Which is the best batch upsert?

I want to upsert in batches and currently implement several methods:

there are 100,000 nodes and 240,000 edge relationships

Machine: 1 12-core cpu 16g memory, 1 alpha and 1 zero

  1. First query all the data that contains node and edges. There will be a query of 340,000 data, which takes 2.5 minutes. It is realized by assembling query statements, such as query1…query100000, and then judge whether to execute the old one based on the latest data. Delete the relationship and add the new relationship, then compare whether to update the node according to the content of the node, and finally update the edges that need to be deleted and the newly added edges, there are about 400,000 statements.(finaly it cost 7.5mins, and live import cost 5mins,if exist old data, it cost 2.5mins to query all data and 0~5mins to create or delete)
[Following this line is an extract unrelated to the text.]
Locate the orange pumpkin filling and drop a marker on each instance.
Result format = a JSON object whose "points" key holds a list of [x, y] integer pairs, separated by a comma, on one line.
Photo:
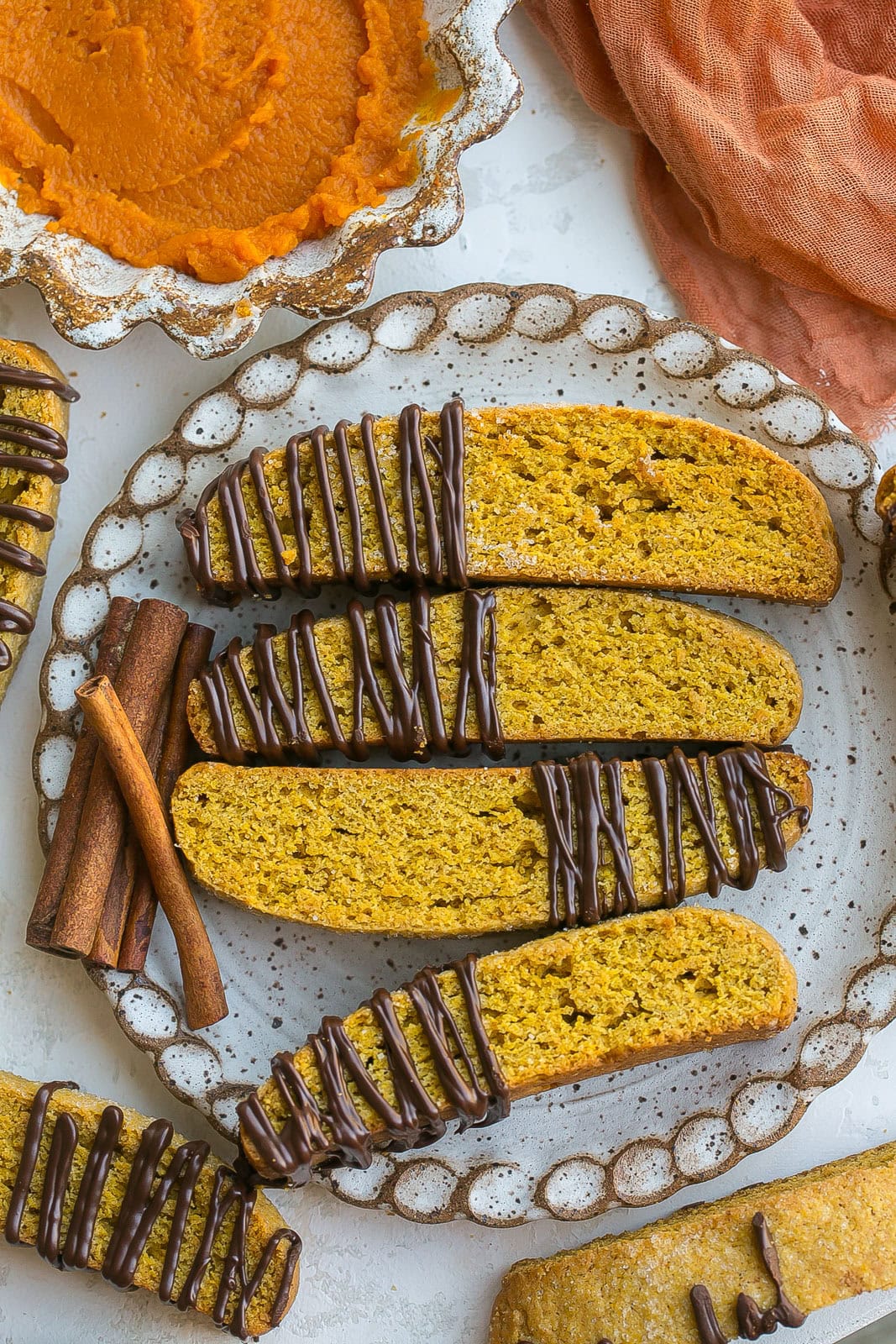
{"points": [[207, 134]]}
  2. Directly use the upsert statement(query1…query 100000 {many mutations}) to upload and update all node content and edges, then return all edges, compare and delete old edges.


  1. Which method has the best performance?

  2. In the first method of querying the full amount of data, is it possible to query in parallel? If I use parallel query, it will cause out ouf memory, so I can only check 1000 points and relationships for each query

  3. Is there room for optimization in query1…query100000?

pprof.dgraph.samples.cpu.007.pb (505.9 KB)

here is batch query pprof file

query example:
query13(func: eq(subnet.default.id, 1)) {
expand(all) {

I removed trace code(span.Annotatef) which was written in query code, finaly a batch query costs 80s better than 330s before

This is not optimized for the context you mentioned.